Children taken out of school for home tuition ‘in as little as a day’
CHILDREN ARE being taken out of school in as little as a day to be home educated according to an Ofsted report.
For many families, home education is not a preferred choice but a last resort amid a breakdown in relationships with schools, inspectors warn.
Special educational needs, medical and behavioural reasons are among the main motives for pupils being moved out of schools, Ofsted’s paper says.
Chief inspector Amanda Spielman said children should not switch to home education “simply to resolve difficulties in schools”.
The inspectorate’s small-scale study, based on research with families, schools and councils in the East Midlands, looked at why children move to home education from secondary school.
Figures suggest that as at autumn last year, there were an estimated 58,000 children being educated at home, up around 27pc on the previous year.
The report says its research found that parents “commonly viewed home education as the only option for them”.

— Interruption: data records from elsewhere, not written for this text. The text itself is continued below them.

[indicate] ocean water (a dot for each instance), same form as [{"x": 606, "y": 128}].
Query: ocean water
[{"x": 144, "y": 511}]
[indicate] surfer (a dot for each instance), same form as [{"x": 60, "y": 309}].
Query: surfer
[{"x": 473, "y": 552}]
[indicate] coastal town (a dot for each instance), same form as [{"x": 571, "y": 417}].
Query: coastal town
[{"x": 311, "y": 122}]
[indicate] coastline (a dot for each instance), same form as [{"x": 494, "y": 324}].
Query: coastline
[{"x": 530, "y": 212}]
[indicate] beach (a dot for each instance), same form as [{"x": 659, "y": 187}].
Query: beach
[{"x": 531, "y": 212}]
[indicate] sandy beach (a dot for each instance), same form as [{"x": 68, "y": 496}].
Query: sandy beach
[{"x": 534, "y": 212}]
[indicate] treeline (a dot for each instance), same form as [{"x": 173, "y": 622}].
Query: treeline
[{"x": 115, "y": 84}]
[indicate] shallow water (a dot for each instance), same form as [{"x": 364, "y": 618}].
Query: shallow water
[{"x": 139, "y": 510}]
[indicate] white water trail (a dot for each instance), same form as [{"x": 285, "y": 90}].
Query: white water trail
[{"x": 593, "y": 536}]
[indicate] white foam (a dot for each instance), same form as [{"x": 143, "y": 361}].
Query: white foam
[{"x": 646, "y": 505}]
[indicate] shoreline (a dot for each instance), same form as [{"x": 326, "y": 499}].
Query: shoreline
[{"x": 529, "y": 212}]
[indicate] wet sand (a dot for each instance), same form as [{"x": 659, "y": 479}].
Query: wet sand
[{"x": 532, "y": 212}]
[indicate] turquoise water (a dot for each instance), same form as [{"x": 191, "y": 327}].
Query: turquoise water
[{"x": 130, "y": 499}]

And it warned that the length of time for a child to be moved to home education could be very short – as little as one day in some cases.
Some school leaders reported that parents moved their child to home education to stop them being excluded and for some parents the possibility of being fined or prosecuted for a child missing school triggered a move to home education, Ofsted says.
The report also says some families had tried other schools but they were unsuitable, or moves were unsuccessful and a few moved their child to home education despite not wanting to or being scared to do so.
In all the cases in the research, there had been a breakdown in the relationship between schools and parents, the study says, with both having a different understanding of what was best for a child.